On Sat, Apr 26, 2014 at 5:21 PM, Art Papier MD <apapier at logicalimages.com> wrote:


	One of the common misperceptions is that diagnostic error always involves
	rare diagnoses and therefore is really hard to study, another is that
	prospective studies are not being performed.   Often very COMMON diagnoses
	are missed due to premature closure, over confidence and other cognitive
	reasons.  We looked at consecutive admissions for cellulitis at 2 major
	teaching centers and showed that on average 28% of patients admitted for
	cellulitis, did not have cellulitis
	http://www.ncbi.nlm.nih.gov/pubmed/21426867  (also presented a poster on
	this at DEM) a similar study in the UK showed the error rate to be 33%
	http://www.ncbi.nlm.nih.gov/pubmed/21564054   Incredibly there are many
	admissions for BILATERAL cellulitis in every city and town every day.  (for
	the non-physicians on the list, cellulitis is a soft tissue infection, that
	is 99.9% of the time only on one side of the body, usually the leg, but
	hands, arms and other body parts occur..but not bilateral!) Dermatologists
	have been grimacing, frowning, wringing their hands about this problem for
	decades.  Ask pretty much any general medical dermatologist and you will get
	the same puzzled response.  The academic dermatologists who cover the
	inpatient consultation services all look like they are going to have a
	seizure when you talk about this problem because it has been going on for
	decades.  We are unsure why so many clinicians cannot diagnosis
	lymphedema/stasis dermatitis in particular, but also common diseases like
	gout, zoster, erythema nodosum, lyme disease and many other diseases that
	are commonly called cellulitis.    Stasis dermatitis is the moist frequent
	condition mis-diagnosed as cellulitis.   This single diagnostic error area
	we estimate costs over 1.3 billion dollars in hospital admissions.  These
	are potentially fixable mistakes.  The human cost includes giving health
	people c. difficile or a life-threatening drug reaction such as Stevens
	Johnson Or TEN to a person that did not need antibiotics, nor
	hospitalization.   My hunch is there are many other problem areas where
	diagnosis is led by the good old fashioned physical exam where misdiagnosis
	thrives and is tolerated.  PS  Manoj-  admittedly this particular diagnostic
	problem area is centered in adult medicine.
	
	Art Papier MD
	Chief Executive Officer
	3445 Winton Place . Suite 240 . Rochester NY 14623
	(585) 427-2790 x230 <tel:%28585%29%20427-2790%20x230>  . apapier at logicalimages.com
	 www.visualdx.com
	www.skinsight.com
	



	-----Original Message-----
	From: Mittal, Manoj K [mailto:MITTAL at EMAIL.CHOP.EDU]

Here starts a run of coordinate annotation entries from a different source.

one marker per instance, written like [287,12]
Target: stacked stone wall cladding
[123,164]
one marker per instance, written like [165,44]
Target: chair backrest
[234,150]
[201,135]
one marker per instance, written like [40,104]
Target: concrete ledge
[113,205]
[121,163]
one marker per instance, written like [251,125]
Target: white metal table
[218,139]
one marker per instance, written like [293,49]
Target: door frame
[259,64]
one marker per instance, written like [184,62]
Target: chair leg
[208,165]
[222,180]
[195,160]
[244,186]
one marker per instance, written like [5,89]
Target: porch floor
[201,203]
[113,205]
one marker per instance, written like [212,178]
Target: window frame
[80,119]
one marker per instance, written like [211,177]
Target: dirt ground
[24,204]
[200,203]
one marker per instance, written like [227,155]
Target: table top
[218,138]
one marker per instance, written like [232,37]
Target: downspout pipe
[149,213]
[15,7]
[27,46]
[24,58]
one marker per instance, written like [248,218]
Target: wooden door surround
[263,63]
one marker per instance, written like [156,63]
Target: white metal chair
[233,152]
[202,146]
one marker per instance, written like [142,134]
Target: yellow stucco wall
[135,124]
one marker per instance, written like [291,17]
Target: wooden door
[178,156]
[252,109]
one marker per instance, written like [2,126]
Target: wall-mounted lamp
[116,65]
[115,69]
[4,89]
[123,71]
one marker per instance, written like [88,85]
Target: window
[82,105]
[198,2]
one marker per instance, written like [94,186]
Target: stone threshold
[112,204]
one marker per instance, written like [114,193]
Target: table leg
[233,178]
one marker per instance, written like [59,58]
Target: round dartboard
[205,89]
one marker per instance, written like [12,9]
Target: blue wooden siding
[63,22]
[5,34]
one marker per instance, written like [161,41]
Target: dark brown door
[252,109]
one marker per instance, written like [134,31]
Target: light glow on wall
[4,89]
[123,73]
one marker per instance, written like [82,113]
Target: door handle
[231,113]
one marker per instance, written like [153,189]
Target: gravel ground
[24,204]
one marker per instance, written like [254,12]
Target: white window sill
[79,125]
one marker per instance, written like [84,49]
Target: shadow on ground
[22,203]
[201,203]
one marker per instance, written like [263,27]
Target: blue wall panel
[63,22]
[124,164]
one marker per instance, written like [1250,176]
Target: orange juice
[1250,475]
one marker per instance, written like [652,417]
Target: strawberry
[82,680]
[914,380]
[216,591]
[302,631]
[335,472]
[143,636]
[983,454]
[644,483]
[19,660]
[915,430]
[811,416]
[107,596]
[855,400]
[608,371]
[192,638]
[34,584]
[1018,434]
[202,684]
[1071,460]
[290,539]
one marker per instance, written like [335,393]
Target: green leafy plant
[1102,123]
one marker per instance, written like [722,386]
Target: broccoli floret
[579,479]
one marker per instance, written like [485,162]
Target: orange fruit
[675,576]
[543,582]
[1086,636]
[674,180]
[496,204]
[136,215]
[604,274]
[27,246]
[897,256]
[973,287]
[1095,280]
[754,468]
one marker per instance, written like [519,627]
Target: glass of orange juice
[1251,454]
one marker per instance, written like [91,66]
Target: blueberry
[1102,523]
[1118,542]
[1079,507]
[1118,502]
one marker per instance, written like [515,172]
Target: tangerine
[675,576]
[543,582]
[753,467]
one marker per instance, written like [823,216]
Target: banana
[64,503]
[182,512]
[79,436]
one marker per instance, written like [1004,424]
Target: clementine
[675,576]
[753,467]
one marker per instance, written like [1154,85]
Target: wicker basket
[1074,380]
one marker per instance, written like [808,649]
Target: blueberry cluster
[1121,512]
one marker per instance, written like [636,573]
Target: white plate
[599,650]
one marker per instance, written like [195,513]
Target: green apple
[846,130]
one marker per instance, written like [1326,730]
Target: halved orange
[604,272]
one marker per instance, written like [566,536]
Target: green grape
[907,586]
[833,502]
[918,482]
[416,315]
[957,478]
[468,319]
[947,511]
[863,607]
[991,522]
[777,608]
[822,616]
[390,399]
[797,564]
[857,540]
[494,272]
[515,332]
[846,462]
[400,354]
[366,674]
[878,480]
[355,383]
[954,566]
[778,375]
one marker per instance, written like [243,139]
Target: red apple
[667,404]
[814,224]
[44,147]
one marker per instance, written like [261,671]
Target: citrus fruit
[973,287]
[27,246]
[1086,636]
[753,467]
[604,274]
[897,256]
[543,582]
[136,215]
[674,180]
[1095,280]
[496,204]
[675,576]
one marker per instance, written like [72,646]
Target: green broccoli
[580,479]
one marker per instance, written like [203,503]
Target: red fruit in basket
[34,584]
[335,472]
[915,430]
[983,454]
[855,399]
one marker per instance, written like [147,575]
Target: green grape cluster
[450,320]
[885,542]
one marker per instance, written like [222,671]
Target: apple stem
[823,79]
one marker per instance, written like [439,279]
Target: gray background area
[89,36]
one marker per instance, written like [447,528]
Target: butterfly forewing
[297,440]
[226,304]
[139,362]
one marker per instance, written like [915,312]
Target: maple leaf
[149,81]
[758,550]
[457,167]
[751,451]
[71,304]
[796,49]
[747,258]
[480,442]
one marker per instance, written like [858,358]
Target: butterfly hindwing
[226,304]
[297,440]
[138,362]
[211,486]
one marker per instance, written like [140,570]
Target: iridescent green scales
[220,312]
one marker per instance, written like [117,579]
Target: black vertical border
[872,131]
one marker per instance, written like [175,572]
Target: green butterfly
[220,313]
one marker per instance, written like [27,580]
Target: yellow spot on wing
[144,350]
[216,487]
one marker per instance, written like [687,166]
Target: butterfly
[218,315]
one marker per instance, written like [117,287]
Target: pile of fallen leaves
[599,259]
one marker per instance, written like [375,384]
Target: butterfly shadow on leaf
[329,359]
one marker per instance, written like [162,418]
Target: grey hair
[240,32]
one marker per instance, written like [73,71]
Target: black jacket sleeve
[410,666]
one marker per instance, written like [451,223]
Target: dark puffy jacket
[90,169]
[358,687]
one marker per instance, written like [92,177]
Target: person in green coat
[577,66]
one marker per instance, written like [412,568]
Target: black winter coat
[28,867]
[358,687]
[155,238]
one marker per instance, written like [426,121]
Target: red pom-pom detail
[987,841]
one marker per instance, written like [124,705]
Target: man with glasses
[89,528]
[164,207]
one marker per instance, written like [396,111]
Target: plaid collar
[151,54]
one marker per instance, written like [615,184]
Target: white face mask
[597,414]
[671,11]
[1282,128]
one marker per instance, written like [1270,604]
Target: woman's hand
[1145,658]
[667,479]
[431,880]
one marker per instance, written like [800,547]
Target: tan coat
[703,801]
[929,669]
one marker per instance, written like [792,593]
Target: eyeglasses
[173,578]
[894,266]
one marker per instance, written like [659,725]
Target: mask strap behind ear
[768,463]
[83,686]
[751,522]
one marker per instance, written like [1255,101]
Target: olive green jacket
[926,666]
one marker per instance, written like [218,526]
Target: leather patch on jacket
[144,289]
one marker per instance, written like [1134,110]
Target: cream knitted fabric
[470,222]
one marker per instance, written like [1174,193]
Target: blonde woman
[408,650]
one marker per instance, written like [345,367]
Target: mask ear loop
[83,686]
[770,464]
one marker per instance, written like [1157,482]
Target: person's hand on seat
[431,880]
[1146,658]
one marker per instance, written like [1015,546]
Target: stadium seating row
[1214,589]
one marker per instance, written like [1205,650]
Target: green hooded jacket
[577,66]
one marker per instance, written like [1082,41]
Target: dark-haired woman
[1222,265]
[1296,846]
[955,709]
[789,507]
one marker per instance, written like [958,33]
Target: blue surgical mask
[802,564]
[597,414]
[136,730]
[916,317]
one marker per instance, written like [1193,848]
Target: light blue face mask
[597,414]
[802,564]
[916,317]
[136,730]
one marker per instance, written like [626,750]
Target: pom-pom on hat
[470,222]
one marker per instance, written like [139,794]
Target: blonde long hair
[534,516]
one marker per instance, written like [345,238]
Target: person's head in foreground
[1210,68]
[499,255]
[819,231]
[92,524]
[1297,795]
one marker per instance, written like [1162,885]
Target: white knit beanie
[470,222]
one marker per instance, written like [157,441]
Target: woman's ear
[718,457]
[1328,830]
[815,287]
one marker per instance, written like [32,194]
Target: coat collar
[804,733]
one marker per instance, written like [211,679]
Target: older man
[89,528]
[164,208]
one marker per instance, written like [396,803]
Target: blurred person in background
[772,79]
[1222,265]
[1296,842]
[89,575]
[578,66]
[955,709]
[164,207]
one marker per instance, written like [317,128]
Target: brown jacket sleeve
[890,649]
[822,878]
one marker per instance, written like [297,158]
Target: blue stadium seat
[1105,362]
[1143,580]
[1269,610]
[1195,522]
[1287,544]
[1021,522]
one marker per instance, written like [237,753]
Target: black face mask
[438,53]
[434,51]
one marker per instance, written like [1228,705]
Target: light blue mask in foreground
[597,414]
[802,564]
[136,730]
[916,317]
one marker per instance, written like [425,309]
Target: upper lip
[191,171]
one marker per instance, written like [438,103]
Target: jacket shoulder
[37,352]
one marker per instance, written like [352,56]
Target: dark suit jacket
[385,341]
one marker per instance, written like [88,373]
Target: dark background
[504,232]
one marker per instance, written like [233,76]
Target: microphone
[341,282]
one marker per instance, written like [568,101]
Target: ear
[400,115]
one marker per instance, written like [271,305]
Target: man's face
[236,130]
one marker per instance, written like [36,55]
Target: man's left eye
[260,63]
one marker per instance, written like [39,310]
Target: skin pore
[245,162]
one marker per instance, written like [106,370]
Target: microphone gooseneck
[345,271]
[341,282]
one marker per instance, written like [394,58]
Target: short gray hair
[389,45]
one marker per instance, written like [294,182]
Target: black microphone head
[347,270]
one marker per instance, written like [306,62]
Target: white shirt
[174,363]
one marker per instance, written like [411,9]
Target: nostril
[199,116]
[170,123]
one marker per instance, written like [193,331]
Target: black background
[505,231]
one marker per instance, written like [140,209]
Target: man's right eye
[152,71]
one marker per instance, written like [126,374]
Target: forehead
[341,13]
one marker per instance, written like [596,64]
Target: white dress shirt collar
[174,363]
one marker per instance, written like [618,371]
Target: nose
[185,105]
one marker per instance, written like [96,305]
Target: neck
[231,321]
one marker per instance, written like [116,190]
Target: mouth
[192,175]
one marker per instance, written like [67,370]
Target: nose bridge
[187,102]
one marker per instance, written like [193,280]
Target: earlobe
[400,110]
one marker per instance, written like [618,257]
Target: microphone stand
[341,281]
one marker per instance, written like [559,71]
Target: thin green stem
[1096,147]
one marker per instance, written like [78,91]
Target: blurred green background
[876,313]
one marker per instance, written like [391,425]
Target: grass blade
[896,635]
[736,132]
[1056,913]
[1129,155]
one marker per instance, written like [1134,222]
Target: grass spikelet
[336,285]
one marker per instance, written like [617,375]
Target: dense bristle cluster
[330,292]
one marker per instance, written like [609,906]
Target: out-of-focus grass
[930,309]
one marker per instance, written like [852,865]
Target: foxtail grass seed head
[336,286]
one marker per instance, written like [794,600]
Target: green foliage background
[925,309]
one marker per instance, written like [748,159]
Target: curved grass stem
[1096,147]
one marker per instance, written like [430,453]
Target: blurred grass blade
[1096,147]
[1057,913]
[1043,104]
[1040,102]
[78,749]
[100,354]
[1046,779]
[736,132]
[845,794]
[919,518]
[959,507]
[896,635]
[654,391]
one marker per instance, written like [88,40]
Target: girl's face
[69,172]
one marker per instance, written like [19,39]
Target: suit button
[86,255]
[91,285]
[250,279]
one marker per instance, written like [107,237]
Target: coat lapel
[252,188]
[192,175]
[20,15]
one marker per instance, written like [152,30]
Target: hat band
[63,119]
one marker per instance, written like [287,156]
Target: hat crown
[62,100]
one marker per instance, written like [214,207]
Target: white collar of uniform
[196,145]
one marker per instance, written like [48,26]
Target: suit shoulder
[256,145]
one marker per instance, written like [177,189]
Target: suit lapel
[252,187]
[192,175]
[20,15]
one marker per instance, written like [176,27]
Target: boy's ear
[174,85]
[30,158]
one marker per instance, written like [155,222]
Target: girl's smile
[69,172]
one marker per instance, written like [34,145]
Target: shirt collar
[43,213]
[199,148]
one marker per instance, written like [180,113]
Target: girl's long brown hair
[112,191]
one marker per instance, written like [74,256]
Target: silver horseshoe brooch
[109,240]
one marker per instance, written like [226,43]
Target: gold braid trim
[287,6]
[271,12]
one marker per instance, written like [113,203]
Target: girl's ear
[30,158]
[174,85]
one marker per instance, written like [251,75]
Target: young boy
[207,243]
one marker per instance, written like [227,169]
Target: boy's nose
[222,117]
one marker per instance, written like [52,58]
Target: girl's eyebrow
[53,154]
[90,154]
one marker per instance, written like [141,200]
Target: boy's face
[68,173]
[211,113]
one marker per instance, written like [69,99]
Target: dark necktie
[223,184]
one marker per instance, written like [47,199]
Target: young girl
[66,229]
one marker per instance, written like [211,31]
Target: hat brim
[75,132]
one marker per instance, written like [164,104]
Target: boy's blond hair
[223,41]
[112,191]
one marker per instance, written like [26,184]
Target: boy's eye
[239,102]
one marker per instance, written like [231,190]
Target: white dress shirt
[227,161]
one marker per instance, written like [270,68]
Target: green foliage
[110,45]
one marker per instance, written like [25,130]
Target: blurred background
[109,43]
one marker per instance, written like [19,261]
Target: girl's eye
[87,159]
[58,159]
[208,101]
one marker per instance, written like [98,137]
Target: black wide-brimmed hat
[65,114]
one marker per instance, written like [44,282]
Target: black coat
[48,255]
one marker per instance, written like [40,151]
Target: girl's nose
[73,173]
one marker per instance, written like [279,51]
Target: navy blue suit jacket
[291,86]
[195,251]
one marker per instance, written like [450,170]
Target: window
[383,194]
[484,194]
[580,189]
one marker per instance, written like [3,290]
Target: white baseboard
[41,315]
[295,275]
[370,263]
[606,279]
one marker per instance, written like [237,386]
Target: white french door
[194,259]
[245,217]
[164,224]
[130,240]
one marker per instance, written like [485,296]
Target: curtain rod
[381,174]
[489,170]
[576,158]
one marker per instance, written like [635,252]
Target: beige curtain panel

	Sent: Saturday, April 26, 2014 3:40 PM
	To: IMPROVEDX at LIST.IMPROVEDIAGNOSIS.ORG
	Subject: Re: [IMPROVEDX] [EXTERNAL] Re: [IMPROVEDX] quick ?
	
	Hi,
	
	Thanks for your input.
	
	I like Hardeep's framing of diagnostic errors as missed opportunities. It is
	important what labels we use.
	
	Retrospective studies to identify diagnostic errors are a good start. The
	problem of hindsight bias in these studies, however, may make front line
	clinicians resistant to accept their conclusions.
	
	I am a practicing PEM physician. Our practice has evolved to such an extent
	that new onset serious diseases (where improving diagnosis is most important
	as it can have a difference between life and death) have become very rare,
	be they serious sepsis/septic shock, bacterial meningitis (much less than 1
	in 1000 children presenting with febrile illness), brain tumor, renal
	failure, etc. that any test (historical information and physical exam
	findings) has a very low positive predictive value.
	
	We have to find a way to study diagnostic errors by prospective analysis of
	records. it is going to be difficult as all the records will have to be
	analyzed, but with the increasing use of EMRs and machine learning, it may
	become possible. The system could pick up suspect records that would be
	reviewed by the clinician's peers, who will decide if something was missed.
	The follow-up will show the truth.
	
	Thanks,
	Manoj Mittal, MD
	The Children's Hospital of Philadelphia
	________________________________________
	From: Graber, Mark [Mark.Graber at VA.GOV]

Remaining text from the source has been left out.